La consigliera Augusta Montaruli acquistò la borsa di un noto stilista (Borbonese), che secondo la difesa “è un mero contenitore di libri”. Certo, le famose borse porta-libri. Secondo la Montaruli poi, era “un premio per un concorso letterario per sensibilizzare sulla violenza contro le donne”. Certo. Peccato che nella sua nota spese ci sia finito anche l’apparecchio Microtouch per togliere peli dal naso e orecchie. Sarà stato un premio per un concorso per sensibilizzare sui problemi dell’ irsutismo.
Angelo Emilio Filippo Burzi si fece rimborsare 200 pasti mentre era in vacanza ad agosto 2012, ma “ne approfittò per frequentare autorevoli amici”. In pratica se porti a cena l’imbianchino sei un impostore, se porti a cena 200 architetti sei nell’ambito della legalità.
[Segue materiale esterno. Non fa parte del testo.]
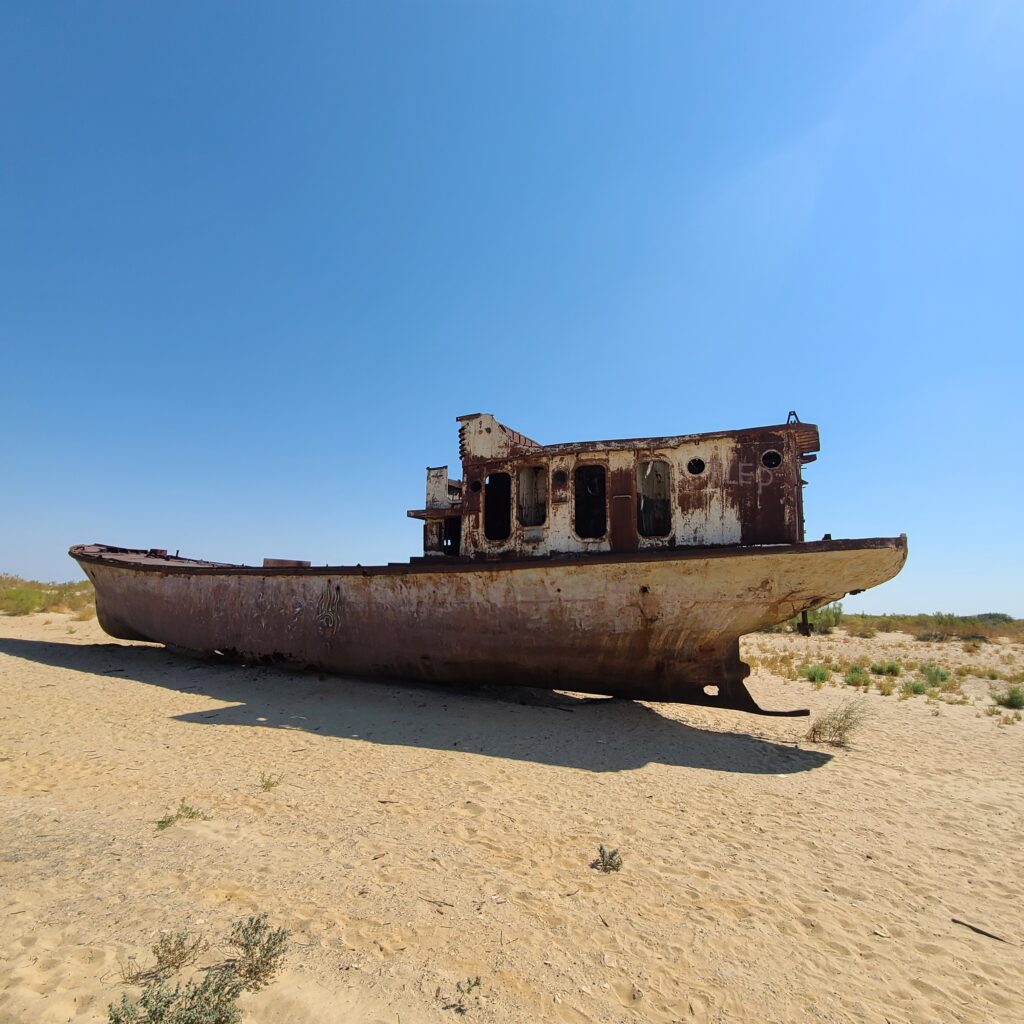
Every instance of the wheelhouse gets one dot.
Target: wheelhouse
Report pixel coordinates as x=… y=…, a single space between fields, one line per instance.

Roberto Cota giustifica il rimborso di mutande o pantaloncini verdi più tutto il resto comprato in America, affermando che il viaggio a Boston era considerato privato ma lui doveva incontrare un ingegnere. Comodo ed economico, insomma. Tra l’altro non è ben chiaro il perché, a questo punto, l’ingegnere ricevesse solo interlocutori con pantaloncini o mutande verdi. 47 scontrini, conservati gelosamente chissà perché, gli sono stati rimborsati “per errore”. Altri acquisti erano “FUTURI regali di rappresentanza”.
La difesa di Michele Giovine, capogruppo di “Pensionati per Cota”, condannato per appropriazione di 112.000 euro, afferma che l’attività dei gruppi sarebbe svolta in regime privatistico, dunque l’imputato non è pubblico ufficiale. Il consigliere Massimo Giordano sostiene che siano spese di rappresentanza anche quelle dal fruttivendolo e l’alloggio di sua moglie a Kiev. Il consigliere Massimiliano Motta si fa rimborsare un beauty-case ma perché “avendo un’udienza dal papa, si era reso conto di aver dimenticato il proprio”. Insomma, se vai da Papa Francesco e ti sei dimenticato il dentifricio o il dopobarba, pagano i cittadini.